Six laws you could be breaking in your own garden without you even knowing it

There are six laws Brits might be unwittingly breaking in their own garden without realising it.

As the lovely weather continues with lots of sun and clear skies many people might be increasingly spending time out in their gardens.

Either to relax and take a nap, or read, spend time playing with children or catching up with friends and family, for many Brits their personal green space is vital.

But legal experts at the BPP University Law School have revealed that even in the comforts of your own garden, there are a few ways you might be breaking the law, Wales Online reported.

Here are six laws you may not realise you are breaking, covering everything from trimming branches to snagging a stranger’s fruits.

Fruit theft
Many Brits might not have thought twice about picking up a piece of fruit that has fallen in their garden.

But by law, the neighbour whose tree it belonged to has a legal right to ask for it back.

Not only that, but removing the fruit yourself and keeping it counts as stealing.

To avoid any unnecessary run-ins with the law Brits should just return the fruit, or ask nicely.

Trimming branches
This is a problem countless Brits have run into where an annoying twig or branch from the other side of the fence has snaked across into their own garden.

But whilst frustrating, you are not allowed under law to simply hack off the bit of a tree that doesn’t belong to you.

Despite this, you are allowed to cut branches to your property line, where one garden ends and the other begins.

But to avoid conflict, it’s better to always ask first.

Plan ting trees

If people are spending more and more time in their gardens it’s quite natural that Brits may want to make some changes.

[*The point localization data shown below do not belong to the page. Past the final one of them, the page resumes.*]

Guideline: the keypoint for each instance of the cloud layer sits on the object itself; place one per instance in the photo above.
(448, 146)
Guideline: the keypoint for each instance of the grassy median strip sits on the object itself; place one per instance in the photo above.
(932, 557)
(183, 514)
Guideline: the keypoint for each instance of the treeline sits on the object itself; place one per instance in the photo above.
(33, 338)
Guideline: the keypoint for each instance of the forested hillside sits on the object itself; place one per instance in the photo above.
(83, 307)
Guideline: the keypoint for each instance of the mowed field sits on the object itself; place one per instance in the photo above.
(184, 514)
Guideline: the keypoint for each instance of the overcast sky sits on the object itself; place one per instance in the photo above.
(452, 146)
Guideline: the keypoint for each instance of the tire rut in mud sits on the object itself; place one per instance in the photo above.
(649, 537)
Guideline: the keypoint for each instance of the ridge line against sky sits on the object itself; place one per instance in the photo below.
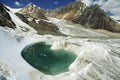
(112, 7)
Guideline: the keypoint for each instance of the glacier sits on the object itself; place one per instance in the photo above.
(97, 59)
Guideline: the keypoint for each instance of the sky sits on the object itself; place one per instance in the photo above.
(112, 7)
(47, 4)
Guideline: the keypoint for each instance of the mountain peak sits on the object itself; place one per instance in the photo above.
(94, 17)
(32, 5)
(31, 10)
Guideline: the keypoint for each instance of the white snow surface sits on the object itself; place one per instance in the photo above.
(73, 30)
(97, 58)
(14, 10)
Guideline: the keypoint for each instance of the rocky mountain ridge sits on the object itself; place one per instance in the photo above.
(96, 18)
(5, 19)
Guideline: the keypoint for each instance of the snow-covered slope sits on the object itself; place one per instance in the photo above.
(73, 30)
(98, 59)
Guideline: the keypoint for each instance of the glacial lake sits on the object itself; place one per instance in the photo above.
(49, 61)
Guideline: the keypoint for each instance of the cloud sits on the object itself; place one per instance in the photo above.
(55, 2)
(17, 3)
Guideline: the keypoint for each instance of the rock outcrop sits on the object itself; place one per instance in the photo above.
(33, 11)
(5, 19)
(32, 15)
(96, 18)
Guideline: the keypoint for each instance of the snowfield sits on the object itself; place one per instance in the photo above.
(73, 30)
(97, 59)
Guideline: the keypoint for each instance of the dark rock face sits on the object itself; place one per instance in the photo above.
(68, 12)
(43, 27)
(5, 19)
(96, 18)
(33, 11)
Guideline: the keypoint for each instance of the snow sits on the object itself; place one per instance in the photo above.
(73, 30)
(20, 24)
(97, 59)
(14, 10)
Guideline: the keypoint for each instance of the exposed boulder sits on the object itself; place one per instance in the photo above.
(32, 10)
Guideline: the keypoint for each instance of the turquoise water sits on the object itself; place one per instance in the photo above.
(46, 60)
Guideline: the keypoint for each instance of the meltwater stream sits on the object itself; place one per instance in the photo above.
(46, 60)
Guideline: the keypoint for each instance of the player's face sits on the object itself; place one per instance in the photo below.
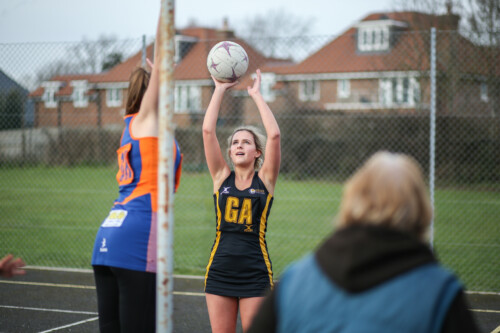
(243, 150)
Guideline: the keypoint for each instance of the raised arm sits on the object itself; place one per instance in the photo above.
(217, 166)
(271, 166)
(146, 123)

This could include planting a new tree. But anyone should think twice before they do so because under the Right to Light Act it could be illegal.

If a neighbour has had natural light accessible through a window for over 20 years, you can’t, by law, block it.

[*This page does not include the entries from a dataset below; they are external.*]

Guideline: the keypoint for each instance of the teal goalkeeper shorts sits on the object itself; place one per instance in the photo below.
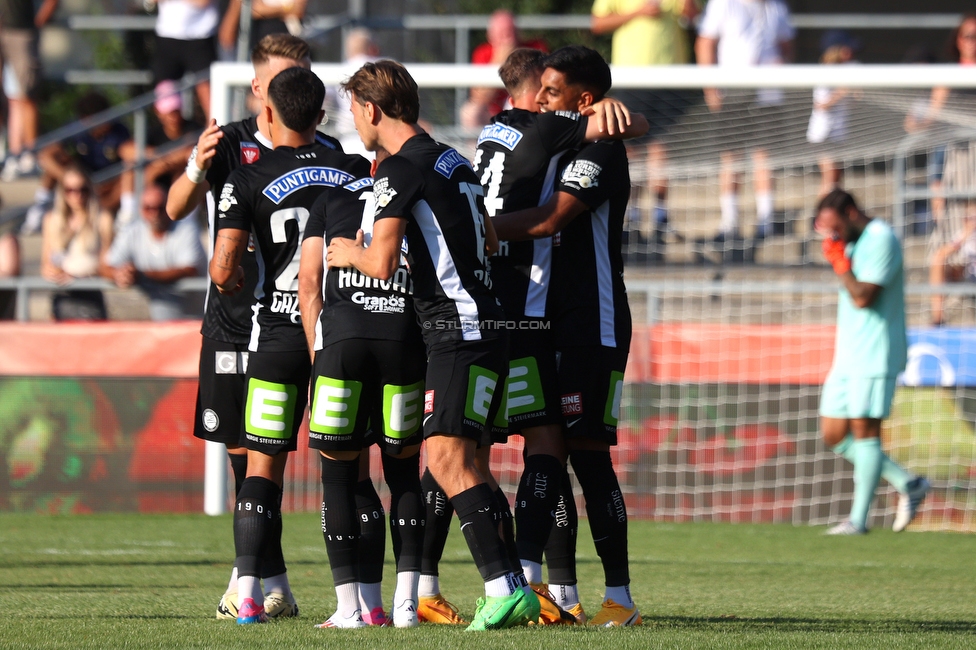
(850, 397)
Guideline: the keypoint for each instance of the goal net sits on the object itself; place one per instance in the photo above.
(734, 308)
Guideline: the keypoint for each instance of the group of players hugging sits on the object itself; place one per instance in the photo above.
(422, 299)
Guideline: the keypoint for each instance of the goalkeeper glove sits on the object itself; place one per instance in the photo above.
(835, 255)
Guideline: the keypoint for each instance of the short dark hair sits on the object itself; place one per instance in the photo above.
(839, 201)
(582, 67)
(283, 46)
(522, 62)
(388, 85)
(297, 95)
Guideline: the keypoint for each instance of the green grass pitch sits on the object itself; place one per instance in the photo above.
(152, 581)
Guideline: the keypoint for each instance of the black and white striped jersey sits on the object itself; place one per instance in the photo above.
(588, 299)
(228, 318)
(433, 187)
(354, 305)
(272, 199)
(517, 159)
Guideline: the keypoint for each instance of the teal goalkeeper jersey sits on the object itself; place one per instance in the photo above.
(871, 342)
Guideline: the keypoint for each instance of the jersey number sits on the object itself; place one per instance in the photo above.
(287, 280)
(472, 191)
(492, 181)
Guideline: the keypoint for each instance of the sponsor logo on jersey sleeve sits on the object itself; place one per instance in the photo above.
(227, 200)
(250, 153)
(382, 193)
(584, 174)
(283, 186)
(449, 161)
(501, 134)
(355, 186)
(570, 114)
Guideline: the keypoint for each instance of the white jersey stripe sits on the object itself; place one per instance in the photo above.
(539, 276)
(447, 273)
(256, 307)
(600, 223)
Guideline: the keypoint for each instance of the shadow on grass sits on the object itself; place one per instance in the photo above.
(822, 625)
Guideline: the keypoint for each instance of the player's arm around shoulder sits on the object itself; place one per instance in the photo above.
(189, 189)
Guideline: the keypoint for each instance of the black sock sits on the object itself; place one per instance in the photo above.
(238, 464)
(340, 527)
(606, 511)
(406, 510)
(561, 548)
(506, 531)
(535, 504)
(477, 509)
(438, 523)
(372, 531)
(254, 516)
(273, 560)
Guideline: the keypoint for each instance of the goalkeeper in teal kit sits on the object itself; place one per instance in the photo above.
(870, 351)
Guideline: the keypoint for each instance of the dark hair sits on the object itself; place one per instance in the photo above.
(297, 95)
(952, 49)
(839, 201)
(522, 62)
(582, 67)
(91, 103)
(388, 85)
(283, 46)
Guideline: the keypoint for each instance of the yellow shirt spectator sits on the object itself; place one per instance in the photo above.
(644, 39)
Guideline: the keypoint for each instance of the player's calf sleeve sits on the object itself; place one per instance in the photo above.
(372, 532)
(535, 504)
(606, 511)
(254, 516)
(238, 464)
(506, 531)
(439, 511)
(340, 527)
(868, 459)
(273, 561)
(477, 509)
(561, 547)
(406, 510)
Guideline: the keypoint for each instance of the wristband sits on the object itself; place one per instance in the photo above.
(194, 173)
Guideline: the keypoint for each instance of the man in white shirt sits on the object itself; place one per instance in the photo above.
(740, 33)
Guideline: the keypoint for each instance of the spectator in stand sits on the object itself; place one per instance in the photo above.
(961, 50)
(953, 262)
(154, 253)
(267, 17)
(76, 236)
(650, 32)
(169, 127)
(93, 150)
(186, 42)
(740, 33)
(20, 68)
(831, 109)
(9, 268)
(503, 37)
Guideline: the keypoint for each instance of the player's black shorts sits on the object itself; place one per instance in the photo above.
(275, 400)
(220, 394)
(175, 57)
(464, 388)
(532, 389)
(591, 382)
(362, 385)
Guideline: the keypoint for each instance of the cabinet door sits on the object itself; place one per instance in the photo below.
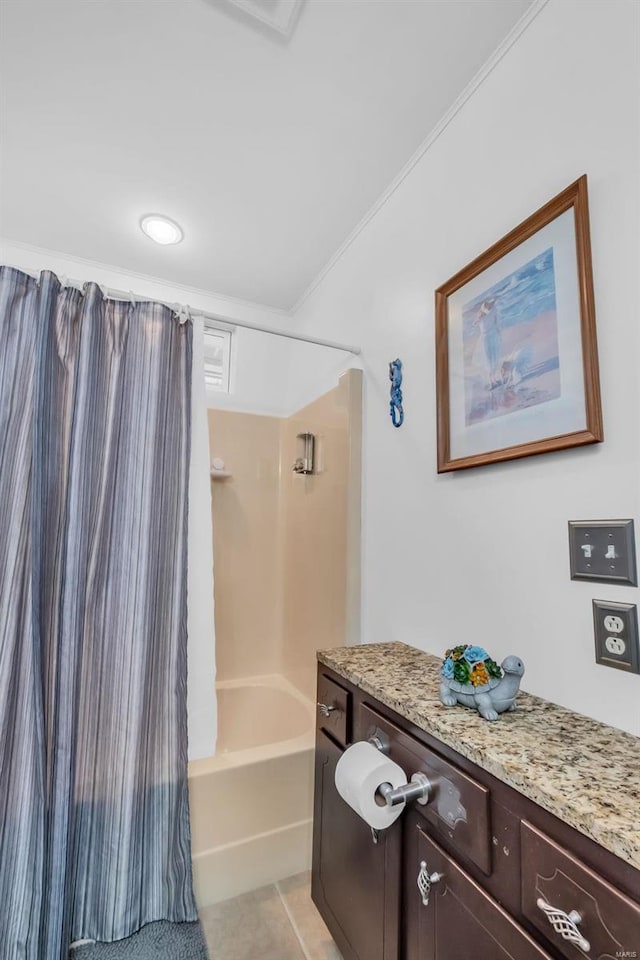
(460, 920)
(355, 881)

So if you are going to go happy-go-lucky with new trees, do it far away from any windows that don’t belong to you.

Asking your neighbours to clean up their leaves

If that annoying branch from your neighbour’s tree hanging in your garden is dropping leaves everywhere, then you’re in for some bad news.

Despite your desire for a clean garden, your neighbours aren’t under any legal obligation to clean up their leaves that have fallen into your garden.

It might be tempting to ask, but under law they don’t have to, and whilst throwing them back over might be tempting as well, it’s also inadvisable.

Taking flowers from your neighbours

Similar to the fruit theft, if your neighbour’s gorgeous flowers have fallen from a tree into your own garden, they can ask for them back again, under UK law.

Nor are you allowed steal a few. Instead, perhaps visit your local garden centre and buy some of your own.

Taking land disputes into your own hands

Finally, this issue that has probably torn more neighbours apart than anything else: land disputes.

Sitting in your garden more often, could lead to your thoughts wandering to topics such as ‘should my neighbour’s fence be that close to my house? Is that genuinely where the boundaries between our houses are?’

Unfortunately, as boundaries can actually move over the years, this kind of confusion can usually only be settled by contacting HM Land Registry.